魔人伝説
夜浅きノスカリアの酒場にて、仕事に疲れた男たちが卓に集っていた。大きなジョッキや大盛のつまみが並ぶ円卓を三人が囲む。
そのうちの一人、鍛冶屋の男がふと呟いた。今まで上機嫌だったのに、蝋燭を吹き消したように暗く沈んでいる。
「そうだ。俺、昨日悪魔を見ちまっんたよ……縁起でもねえだろ」
酒宴の場に似合わぬ真面目くさった顔でぶるりと身震い、それから縋りつくように蒸留酒を流し込んだ。

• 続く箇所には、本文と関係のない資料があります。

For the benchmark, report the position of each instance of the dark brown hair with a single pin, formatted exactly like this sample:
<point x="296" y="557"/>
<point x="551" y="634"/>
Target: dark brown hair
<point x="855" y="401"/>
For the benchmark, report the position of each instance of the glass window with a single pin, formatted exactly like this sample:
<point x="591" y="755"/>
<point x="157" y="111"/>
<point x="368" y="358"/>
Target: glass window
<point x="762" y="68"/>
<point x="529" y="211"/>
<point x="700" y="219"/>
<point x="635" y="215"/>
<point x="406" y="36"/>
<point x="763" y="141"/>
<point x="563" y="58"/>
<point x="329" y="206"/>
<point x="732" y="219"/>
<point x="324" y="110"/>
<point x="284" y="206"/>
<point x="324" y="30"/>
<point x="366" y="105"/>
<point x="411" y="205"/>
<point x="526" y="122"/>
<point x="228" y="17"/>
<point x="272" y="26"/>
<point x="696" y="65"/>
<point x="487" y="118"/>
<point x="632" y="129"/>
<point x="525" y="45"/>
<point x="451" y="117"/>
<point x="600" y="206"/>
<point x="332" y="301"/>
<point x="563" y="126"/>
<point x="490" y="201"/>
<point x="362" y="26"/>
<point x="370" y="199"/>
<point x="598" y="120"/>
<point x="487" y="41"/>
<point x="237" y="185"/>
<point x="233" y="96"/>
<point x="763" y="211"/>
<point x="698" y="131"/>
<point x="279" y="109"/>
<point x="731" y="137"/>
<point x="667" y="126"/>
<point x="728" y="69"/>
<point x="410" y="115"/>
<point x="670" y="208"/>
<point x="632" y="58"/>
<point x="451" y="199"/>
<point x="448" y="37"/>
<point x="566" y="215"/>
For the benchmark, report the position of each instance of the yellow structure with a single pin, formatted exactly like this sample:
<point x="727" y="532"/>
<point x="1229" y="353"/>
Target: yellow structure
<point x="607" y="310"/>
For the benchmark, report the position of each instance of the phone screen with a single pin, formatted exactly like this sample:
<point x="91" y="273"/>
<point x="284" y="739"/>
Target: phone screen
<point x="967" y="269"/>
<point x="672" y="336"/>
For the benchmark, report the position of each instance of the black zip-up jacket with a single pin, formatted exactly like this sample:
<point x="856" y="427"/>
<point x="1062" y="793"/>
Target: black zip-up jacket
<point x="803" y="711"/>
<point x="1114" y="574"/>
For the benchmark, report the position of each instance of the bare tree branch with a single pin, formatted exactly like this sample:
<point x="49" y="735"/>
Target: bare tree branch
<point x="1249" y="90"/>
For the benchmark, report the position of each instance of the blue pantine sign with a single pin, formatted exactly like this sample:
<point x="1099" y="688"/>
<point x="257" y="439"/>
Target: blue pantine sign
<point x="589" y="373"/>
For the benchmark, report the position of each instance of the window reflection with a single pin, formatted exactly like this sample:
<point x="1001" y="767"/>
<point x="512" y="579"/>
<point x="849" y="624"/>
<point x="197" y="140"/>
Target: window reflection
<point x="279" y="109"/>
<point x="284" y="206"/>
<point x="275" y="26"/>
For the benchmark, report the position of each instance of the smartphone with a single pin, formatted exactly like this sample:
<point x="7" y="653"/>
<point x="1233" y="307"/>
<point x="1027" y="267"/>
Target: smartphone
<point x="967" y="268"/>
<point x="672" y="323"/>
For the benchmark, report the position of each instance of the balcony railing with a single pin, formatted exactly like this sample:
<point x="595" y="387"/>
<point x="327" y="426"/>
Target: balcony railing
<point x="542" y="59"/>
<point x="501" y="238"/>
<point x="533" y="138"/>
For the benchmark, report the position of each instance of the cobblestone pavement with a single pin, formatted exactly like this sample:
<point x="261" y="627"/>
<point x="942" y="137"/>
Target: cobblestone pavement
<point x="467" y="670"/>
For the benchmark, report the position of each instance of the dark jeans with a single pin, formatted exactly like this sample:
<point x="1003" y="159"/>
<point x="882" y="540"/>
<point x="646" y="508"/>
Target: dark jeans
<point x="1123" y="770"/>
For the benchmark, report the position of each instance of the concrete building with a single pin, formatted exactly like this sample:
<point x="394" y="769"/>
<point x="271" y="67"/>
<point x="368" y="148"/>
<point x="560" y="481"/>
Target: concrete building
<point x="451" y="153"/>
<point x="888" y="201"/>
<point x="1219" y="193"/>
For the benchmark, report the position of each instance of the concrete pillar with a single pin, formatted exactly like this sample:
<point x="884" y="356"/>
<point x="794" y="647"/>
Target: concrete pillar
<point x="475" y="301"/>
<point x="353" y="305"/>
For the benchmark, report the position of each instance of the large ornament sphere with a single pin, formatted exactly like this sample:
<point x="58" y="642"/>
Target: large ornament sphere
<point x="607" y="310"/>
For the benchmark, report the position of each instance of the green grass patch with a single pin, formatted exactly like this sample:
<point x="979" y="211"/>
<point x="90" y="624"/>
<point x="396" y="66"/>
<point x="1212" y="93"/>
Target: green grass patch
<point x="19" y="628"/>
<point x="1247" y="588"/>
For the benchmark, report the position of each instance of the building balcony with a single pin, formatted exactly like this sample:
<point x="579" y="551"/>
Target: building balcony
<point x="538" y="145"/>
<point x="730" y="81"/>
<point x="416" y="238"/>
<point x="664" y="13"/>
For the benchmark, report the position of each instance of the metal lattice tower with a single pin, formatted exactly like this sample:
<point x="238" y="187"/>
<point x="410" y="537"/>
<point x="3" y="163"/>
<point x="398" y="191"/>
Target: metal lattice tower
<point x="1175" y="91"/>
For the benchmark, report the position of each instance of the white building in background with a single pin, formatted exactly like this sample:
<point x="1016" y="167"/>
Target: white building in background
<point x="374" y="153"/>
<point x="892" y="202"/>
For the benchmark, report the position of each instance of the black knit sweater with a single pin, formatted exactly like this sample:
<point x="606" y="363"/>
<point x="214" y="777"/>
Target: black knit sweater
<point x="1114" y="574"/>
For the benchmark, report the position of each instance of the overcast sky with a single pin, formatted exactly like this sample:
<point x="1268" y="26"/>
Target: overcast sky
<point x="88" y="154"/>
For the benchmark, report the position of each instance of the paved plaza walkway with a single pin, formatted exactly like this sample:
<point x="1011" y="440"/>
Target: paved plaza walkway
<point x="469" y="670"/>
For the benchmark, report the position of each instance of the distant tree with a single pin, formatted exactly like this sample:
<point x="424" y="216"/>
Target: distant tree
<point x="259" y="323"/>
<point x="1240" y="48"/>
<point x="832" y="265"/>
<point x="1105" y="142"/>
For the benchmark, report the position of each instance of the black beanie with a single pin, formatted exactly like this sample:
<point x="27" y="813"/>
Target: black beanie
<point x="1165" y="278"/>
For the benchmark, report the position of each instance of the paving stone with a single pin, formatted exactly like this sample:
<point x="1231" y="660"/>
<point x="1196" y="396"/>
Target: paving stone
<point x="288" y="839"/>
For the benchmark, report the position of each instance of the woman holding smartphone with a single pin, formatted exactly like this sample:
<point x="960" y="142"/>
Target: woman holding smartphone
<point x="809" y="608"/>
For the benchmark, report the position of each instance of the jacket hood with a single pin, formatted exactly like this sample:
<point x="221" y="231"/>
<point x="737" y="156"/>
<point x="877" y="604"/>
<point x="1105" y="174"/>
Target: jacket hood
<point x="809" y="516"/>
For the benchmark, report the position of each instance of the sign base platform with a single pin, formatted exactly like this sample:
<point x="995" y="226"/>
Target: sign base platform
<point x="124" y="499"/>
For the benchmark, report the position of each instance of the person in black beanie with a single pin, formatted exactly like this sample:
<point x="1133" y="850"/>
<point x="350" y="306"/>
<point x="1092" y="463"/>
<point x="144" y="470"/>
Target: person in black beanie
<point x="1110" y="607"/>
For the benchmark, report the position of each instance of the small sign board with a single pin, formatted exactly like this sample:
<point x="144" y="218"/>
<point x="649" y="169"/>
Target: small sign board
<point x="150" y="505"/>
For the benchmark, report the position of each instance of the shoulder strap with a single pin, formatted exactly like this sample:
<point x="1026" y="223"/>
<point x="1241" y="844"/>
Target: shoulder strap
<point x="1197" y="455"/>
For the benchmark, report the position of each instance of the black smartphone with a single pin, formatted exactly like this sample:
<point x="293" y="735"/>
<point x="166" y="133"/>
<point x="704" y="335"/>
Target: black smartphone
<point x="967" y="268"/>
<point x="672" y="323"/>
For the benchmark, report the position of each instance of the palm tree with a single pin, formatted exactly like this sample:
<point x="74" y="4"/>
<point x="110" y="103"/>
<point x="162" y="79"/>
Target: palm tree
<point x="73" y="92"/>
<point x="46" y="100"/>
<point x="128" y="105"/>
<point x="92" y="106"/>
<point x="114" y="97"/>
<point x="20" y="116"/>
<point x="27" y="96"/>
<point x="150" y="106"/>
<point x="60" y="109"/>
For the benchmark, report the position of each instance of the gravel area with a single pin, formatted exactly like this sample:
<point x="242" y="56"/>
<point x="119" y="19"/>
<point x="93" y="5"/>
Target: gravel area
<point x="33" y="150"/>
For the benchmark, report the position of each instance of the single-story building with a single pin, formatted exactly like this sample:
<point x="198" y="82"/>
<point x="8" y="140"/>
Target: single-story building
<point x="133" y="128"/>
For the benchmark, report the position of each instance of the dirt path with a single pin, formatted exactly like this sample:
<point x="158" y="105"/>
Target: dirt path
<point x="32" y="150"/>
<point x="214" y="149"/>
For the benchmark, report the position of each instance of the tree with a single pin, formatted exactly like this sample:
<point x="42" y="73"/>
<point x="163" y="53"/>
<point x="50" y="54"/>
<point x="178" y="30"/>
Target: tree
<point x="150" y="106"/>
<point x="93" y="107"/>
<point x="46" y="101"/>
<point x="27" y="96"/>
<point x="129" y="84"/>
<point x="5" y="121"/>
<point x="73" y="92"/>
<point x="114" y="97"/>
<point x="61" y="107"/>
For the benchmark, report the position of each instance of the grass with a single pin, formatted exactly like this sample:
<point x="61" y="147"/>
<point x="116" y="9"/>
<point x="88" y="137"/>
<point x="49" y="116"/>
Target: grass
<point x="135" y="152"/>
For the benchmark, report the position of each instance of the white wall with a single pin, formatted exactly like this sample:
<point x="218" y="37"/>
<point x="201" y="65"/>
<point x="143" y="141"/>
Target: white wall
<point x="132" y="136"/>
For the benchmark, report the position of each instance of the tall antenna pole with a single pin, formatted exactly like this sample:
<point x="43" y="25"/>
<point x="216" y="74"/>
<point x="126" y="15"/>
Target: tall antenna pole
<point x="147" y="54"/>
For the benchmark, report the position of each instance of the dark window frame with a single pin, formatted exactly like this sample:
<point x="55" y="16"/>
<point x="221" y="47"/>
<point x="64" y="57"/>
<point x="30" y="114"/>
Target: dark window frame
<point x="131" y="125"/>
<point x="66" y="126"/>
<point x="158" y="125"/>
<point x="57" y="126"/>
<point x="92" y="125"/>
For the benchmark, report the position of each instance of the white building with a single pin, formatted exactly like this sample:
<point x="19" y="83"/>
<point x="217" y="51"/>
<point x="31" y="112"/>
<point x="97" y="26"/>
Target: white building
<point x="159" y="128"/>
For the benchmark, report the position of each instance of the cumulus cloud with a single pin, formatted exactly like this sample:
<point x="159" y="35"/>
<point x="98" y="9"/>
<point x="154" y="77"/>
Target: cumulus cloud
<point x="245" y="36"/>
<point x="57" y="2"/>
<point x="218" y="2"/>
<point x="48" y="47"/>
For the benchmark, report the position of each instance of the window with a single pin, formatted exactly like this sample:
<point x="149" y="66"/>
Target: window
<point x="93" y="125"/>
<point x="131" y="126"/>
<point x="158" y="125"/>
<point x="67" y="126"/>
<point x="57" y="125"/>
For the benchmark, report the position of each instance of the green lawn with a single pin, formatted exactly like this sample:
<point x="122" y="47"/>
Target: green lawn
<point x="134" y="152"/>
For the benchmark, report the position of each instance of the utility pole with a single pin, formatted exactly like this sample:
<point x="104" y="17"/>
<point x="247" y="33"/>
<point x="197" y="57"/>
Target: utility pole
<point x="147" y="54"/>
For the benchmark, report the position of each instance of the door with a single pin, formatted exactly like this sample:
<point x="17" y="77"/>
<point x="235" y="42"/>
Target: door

彼の連れの男たち、大工と宿屋は揃いも揃って泡を食ったような顔をしていた。
が、一呼吸おいて、大爆笑に転じる。天井を割らんかの勢いで、一瞬、店中の視線が集まった。
「悪魔!? んなもん居るか、どっかのアビリスタだろ! この町にゃ腐るほどいるじゃないか、何を今さら驚くことがある」
「そうだそうだ。人間じゃなけりゃ新手の魔獣だ。腹でも減って森の奥から出て来たんだろうs」
「いや違う、ありゃ絶対悪魔だ。おめえら見てないから言えるんだ、どう考えても人間じゃないし、この世のものでもねえさ。ああ、きっとこの世界を滅ぼしに魔界からやってきたんだよ」
真っ赤な顔をしておきながら、鍛冶屋はガタガタと寒気に震える。その肩を、大工が上機嫌に叩いた。すでに出来上がっている男の力は加減を知らず、鍛冶屋は傷みに顔をしかめている。
「おう、鍛冶屋の! なにガキみてぇなこといってんだ! だいたい魔界ってなんだよ! いや、悪魔ってなんだ! なんだあ!?」
「なにって、怖い化け物だろ。子供でも知ってるぞ」
「化けモンなんてよぉ、いーっぱいいるぜ。東の森にゃ魔獣が山ほど住んでるわ、アビリスタ連中だって、とても人間じゃねぇ。なあ、宿屋の」
「そうだぜ。うちのギルドにも空飛ぶ奴くらいいるし、人間じゃないものに変身するやつだって、探せば何人もいるだろうよ。ここは天下のノスカリアだぞ?」
「いや……そんなものじゃねえよ……おまえら見てねえから……。ああ、とんでもねえもん見ちまった! ぞっとした、寿命が縮んだぜ、絶対! 命ぃ吸い取られたんだ!」
「おうおう、じゃあなんで今ここで酒飲んでんだよ! ずいぶん優しい悪魔ちゃんだことでちゅねー」
鍛冶屋が悲痛な声を上げ、大工がそれを茶化す。そんなやりとりを、宿屋の男が苦笑いしながら見守っていた。なんてことはない、酒盛りをしていると狂想じみた言動が飛び出すのは日常茶飯事。
しかし、悪魔とは。宿屋の男は水で割った酒を傾けながら、友人が形容する謎の存在に思いを馳せる。そのものは酔っ払いの戯言がつくり出した幻想か、それとも現実なのか。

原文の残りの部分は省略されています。